La construction de la métropole ne remet-elle pas en cause le pôle métropolitain que vous avez monté avec les communautés d’agglomération de Saint-Etienne, de la Porte de l’Isère et de Vienne ?

Quand nous instaurons la métropole, nous travaillons dans l’intensif. En renforçant le cœur de l’agglomération. Lorsque nous construisons le pôle métropolitain, c’est au contraire un travail sur l’extensif pour étendre notre dynamique à l’ensemble de l’aire urbaine de Lyon. C’est grâce à l’existence de ce pole que nous avons réussi, en coopération avec la région, à monter un syndicat métropolitain des transports, qui s’est traduit, pour les usagers, par un passe unique.
C’est grâce à ce pole que nous pouvons demain éviter l’étalement urbain en harmonisant nos schémas de cohérence territoriale existants entre les différents membres du pole. Les territoires interstitiels en comprennent aujourd’hui toute la pertinence et veulent donc rejoindre le pôle métropolitain.

« 30 à 40 % d’investissement en moins »

La baisse des dotations ne risque-t-elle pas de mettre à mal l’investissement local ?

Avec une dette de 2000 milliards, la France doit aller vers une réduction de la dépense publique. Mais, quand le gouvernement réduit cette année les dotations de 3,7 milliards tout en supprimant une tranche d’impôt sur le revenu représentant 3,2 milliards de recettes, il fait en réalité payer sa réforme fiscale par les collectivités locales, ce qui n’est pas normal.

Quelles seront les conséquences de la baisse des dotations au sein de la métropole de Lyon ?

L’impact de la baisse des dotations sera terrible. Dans le Grand Lyon, nous allons perdre 160 millions en l’espace de trois ans. Cela va nous amener à réduire l’investissement de 30 à 40 %. Relativisons toutefois : on était à 1,5 milliard lors de mon premier mandat. On est passé à 2,4 durant le deuxième. Nous allons revenir à la situation antérieure.

Allez-vous devoir augmenter les impôts ?

Oui, mais à la différence d’un certain nombre d’autres maires, je l’ai dit durant ma campagne. Nous allons augmenter les impôts en début de mandature et ensuite nous n’y reviendrons plus.

Votre endettement va-t-il croître aussi ?

Lyon est l’une des villes les moins endettées de France. Nous avons une capacité de désendettement de l’ordre de 3,7 années, au même niveau que lors de mon arrivée en 2001. Avec la baisse des dotations, celle-ci avoisinera peut être 7 à 8 ans. Mais nous ne souhaitons pas aller au-delà.

Comment allez-vous faire le tri entre vos différents grands projets ?

Nous allons accroître l’effet de levier des politiques publiques. Un euro d’argent public, chez nous, génère cinq à six euros d’argent privé. C’est grâce à cela que l’agglomération lyonnaise s’est développée aussi vite. Cette année, le nombre d’autorisation de logements est en augmentation de 45 % par rapport à l’année dernière contre – 13% en France. Et le nombre d’entreprises étrangères installées est en augmentation d’environ vingt entreprises,  90 entreprises s’y sont déjà implantées, contre 77 l’an dernier.

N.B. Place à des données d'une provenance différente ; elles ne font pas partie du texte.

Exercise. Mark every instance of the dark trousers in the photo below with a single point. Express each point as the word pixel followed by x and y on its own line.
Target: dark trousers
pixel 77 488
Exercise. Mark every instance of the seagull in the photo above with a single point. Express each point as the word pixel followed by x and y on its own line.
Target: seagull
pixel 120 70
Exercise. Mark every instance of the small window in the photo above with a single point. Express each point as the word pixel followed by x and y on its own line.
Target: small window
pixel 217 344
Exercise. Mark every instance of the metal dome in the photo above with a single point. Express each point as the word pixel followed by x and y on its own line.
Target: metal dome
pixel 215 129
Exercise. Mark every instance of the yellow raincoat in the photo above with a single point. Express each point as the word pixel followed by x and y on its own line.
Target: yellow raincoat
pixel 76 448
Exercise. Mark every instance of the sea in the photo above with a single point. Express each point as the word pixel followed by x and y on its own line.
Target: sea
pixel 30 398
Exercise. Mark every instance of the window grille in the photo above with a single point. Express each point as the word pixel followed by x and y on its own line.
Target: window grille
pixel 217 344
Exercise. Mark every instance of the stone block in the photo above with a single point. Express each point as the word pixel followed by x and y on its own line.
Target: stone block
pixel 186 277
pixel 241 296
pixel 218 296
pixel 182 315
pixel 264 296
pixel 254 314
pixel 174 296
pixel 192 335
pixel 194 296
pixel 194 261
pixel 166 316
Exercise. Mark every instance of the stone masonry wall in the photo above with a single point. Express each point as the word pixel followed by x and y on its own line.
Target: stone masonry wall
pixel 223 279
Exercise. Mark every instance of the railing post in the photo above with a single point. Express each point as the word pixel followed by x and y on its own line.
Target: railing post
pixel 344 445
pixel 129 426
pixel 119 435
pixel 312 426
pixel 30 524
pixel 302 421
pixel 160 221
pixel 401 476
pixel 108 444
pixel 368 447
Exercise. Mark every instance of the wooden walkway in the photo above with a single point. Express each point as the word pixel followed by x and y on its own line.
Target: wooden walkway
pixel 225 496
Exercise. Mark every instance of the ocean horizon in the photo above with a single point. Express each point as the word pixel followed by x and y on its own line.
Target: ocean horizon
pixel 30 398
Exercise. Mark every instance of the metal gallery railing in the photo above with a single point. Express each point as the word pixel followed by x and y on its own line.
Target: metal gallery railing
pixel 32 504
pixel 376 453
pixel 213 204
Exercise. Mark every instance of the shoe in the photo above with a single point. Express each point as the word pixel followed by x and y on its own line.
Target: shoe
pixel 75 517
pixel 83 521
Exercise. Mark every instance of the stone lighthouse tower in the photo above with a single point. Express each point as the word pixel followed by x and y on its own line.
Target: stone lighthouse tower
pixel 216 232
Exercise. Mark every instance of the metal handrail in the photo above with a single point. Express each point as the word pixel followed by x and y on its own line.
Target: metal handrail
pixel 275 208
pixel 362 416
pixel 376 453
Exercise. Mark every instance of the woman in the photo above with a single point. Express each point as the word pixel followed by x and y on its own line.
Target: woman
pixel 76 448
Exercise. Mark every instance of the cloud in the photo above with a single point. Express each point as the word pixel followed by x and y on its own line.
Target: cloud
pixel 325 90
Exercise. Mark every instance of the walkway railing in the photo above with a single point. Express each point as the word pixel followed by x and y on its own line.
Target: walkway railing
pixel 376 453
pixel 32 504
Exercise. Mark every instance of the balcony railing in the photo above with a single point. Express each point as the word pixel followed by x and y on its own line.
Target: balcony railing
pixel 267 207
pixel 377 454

N’existe-t-il pas, aujourd’hui, un risque qu’après Paris et le désert français, la France entre dans l’ère des métropoles et du désert français ?

Je comprends le diagnostic de Christophe Guilluy sur les territoires périphériques à la dérive. Toute une France du pavillonnaire, du rurbain et du rural est au plus mal. Dans la grande diagonale rurale qui va du Nord-Est de la France au Sud-Ouest, il n’y a pas, par exemple, de ville pour porter le développement. Il est impératif que dans ces départements le conseil général pense jouer un rôle central pour pallier cette absence. On a trop tendance aujourd’hui, dans les états-majors parisiens, à penser à la fracture de notre société en termes de couches sociales alors que ces fractures sont de plus en plus territoriales.